Well, mostly the fact that there isn’t one. Not an actual walk-in-the- door, gaze-at-the-paintings one. It’s not for lack of material to be shown – there are about twenty thousand portraits, drawings and prints in the archives. There are about four million photographs, including a complete collection, in negatives or prints, of Yousuf Karsh’s work. There are thousands of caricatures, of medals and stamps. The images make visible the people who are Canada’s past and present. Not just politicians, but writers, actors, athletes, scientists, ordinary joes – all kinds of people. They show Canada as it was and as it is.
There was even a building that was designated to become the Gallery, once. And then the possibility that some lucky city outside Ottawa would successfully bid to become the home of the Gallery. Then, it seems, the idea of an actual physical gallery was quietly put to bed, and along with it the chance that any one of who chose to could see these images for ourselves, stand in front of them and wonder about the people that we see in them.
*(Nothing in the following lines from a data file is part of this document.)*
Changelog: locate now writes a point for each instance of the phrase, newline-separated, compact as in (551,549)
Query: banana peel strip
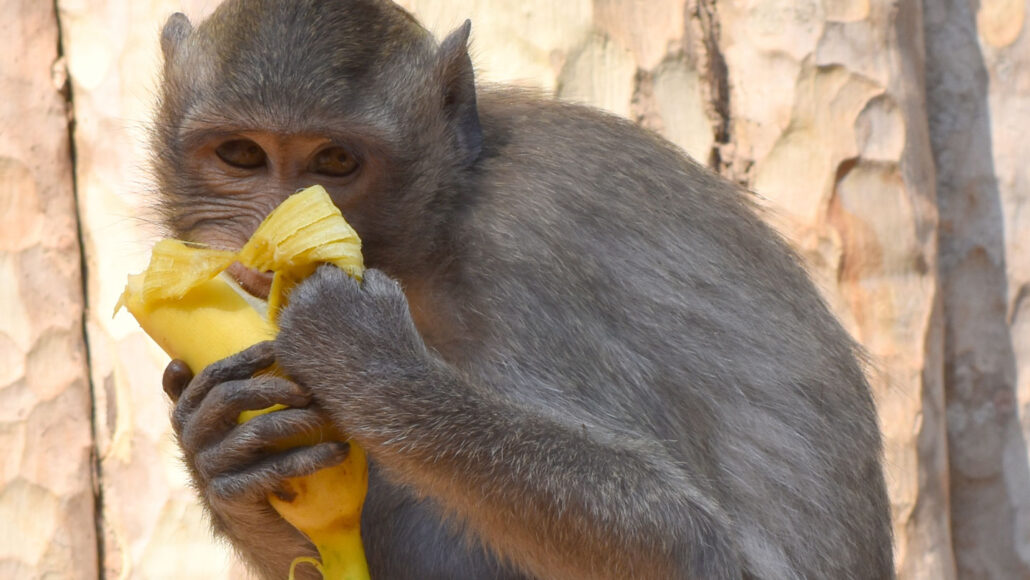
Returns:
(179,290)
(306,230)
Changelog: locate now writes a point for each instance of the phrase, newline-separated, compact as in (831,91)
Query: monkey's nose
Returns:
(256,283)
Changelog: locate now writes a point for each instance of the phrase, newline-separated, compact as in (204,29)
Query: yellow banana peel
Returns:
(200,316)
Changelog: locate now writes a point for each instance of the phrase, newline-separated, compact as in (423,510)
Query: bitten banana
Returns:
(197,315)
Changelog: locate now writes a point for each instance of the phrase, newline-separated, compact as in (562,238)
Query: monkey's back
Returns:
(665,298)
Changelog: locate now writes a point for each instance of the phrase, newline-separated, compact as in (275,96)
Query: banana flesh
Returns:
(195,313)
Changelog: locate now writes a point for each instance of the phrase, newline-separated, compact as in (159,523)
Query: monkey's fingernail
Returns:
(177,376)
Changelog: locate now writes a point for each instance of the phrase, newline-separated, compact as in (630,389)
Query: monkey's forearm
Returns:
(562,499)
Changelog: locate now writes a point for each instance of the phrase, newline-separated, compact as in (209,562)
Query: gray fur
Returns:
(578,354)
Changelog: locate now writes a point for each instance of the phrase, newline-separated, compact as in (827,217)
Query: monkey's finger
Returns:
(261,437)
(240,366)
(218,412)
(267,477)
(177,376)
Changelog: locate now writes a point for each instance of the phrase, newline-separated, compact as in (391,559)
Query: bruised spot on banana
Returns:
(197,313)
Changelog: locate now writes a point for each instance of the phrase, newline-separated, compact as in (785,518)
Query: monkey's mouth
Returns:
(254,282)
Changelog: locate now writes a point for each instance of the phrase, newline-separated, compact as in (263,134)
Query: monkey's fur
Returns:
(578,354)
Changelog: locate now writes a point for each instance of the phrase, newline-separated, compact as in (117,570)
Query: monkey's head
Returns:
(266,97)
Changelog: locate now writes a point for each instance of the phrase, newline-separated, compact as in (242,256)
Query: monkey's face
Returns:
(238,176)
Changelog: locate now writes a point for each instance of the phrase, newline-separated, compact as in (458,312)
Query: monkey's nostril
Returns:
(256,283)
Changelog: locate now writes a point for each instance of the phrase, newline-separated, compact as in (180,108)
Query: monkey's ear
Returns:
(454,70)
(176,30)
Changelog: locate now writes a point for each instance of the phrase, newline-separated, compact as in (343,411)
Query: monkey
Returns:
(576,353)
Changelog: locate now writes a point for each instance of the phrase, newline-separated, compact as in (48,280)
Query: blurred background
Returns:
(888,139)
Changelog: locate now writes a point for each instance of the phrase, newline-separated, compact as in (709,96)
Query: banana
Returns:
(198,314)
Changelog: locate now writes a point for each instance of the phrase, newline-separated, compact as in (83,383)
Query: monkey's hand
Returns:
(236,467)
(357,335)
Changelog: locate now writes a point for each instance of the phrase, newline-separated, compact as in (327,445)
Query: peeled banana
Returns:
(197,315)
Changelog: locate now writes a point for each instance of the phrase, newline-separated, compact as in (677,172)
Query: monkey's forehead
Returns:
(344,38)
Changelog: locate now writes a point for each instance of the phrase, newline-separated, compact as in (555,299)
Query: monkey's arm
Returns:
(559,497)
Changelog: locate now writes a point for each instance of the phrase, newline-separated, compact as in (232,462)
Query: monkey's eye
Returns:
(242,154)
(334,162)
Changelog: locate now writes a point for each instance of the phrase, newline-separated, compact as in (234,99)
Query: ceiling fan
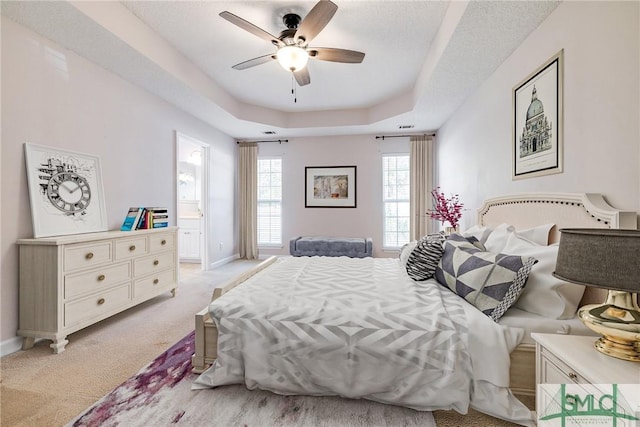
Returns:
(292,44)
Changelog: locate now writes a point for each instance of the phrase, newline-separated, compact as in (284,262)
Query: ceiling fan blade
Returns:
(248,26)
(336,55)
(317,18)
(255,61)
(302,77)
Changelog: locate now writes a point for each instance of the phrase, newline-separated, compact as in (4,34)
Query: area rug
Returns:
(160,395)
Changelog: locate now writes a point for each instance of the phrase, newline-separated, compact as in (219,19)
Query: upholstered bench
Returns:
(354,247)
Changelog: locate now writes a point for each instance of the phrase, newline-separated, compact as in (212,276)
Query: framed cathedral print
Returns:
(65,191)
(537,121)
(330,187)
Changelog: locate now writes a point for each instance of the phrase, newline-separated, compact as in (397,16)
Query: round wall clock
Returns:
(69,192)
(65,191)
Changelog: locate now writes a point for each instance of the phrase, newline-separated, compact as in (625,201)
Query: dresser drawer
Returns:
(149,264)
(97,306)
(154,284)
(129,248)
(96,279)
(161,242)
(87,255)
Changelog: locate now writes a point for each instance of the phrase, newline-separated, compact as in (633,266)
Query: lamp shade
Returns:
(600,257)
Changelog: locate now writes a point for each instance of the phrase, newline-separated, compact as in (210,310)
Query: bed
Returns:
(303,319)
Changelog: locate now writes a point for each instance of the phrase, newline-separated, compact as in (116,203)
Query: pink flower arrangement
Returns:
(449,210)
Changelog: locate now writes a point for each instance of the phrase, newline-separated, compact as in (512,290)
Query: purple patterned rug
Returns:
(160,395)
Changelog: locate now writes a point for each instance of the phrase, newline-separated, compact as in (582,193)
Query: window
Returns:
(269,201)
(395,198)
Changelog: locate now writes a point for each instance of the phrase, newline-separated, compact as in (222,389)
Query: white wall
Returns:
(365,152)
(601,42)
(53,97)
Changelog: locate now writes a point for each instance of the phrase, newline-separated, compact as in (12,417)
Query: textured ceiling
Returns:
(423,58)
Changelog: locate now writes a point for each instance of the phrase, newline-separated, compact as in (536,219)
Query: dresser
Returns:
(572,359)
(70,282)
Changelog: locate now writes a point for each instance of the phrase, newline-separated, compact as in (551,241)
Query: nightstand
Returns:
(566,359)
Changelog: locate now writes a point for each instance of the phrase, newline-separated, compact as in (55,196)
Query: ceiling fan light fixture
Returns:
(292,58)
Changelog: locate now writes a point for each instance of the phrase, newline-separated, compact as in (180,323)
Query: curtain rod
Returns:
(382,137)
(279,141)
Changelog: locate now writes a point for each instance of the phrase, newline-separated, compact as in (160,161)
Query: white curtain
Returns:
(248,181)
(421,172)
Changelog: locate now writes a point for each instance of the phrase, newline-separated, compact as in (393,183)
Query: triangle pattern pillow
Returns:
(492,282)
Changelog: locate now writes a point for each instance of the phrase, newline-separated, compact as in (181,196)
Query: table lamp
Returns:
(607,259)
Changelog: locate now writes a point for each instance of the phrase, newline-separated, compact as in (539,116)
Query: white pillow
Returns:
(406,251)
(499,236)
(544,294)
(479,232)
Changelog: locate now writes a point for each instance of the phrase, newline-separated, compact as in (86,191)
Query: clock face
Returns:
(69,192)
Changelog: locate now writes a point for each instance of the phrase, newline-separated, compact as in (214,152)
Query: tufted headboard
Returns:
(577,210)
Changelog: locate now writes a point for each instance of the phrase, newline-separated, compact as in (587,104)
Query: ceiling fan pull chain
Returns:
(294,90)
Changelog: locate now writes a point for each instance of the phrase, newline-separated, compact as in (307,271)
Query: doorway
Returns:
(192,199)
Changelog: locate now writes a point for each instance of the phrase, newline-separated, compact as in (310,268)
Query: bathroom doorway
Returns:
(192,199)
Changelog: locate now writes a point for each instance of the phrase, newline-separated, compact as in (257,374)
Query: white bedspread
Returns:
(361,328)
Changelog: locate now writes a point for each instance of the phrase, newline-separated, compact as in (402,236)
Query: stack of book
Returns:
(145,218)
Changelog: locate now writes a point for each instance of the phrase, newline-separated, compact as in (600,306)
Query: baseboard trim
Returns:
(10,346)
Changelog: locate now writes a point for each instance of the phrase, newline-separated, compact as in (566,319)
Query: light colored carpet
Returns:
(39,388)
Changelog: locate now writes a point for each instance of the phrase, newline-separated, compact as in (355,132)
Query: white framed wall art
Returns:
(65,191)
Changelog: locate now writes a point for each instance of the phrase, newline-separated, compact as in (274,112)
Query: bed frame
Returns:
(522,211)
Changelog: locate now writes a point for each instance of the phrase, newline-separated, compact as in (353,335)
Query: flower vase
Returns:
(449,230)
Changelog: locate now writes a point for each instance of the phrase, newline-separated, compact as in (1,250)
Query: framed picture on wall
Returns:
(330,187)
(538,121)
(65,191)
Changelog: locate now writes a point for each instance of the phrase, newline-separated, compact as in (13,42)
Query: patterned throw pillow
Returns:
(424,258)
(489,281)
Except, if we are lucky, for those few images which are chosen to go out on traveling exhibitions.
In it’s last incarnation, the Portrait Gallery did put together some appealing online exhibits and community activities. They are interesting and informative – but limited in their range and impact by the medium they are presented through. Images online are only a representation of the original images, and the context in which we see them is affected by the ideas of the person putting the images there. Important and valuable, but no replacement for looking at the originals.
So, why care? Because portraits bring other times and other people to life in our imaginations. Because they give us a window into our history. Because the images were created, and given or donated, so that they might be shared. Because an image means nothing until other people see it and share it.
The National Portrait Gallery should speak clearly and proudly of who we are, sharing the images in its care with us and with the world. Perhaps one day it will be able to do more than it can now. I wish that day were today.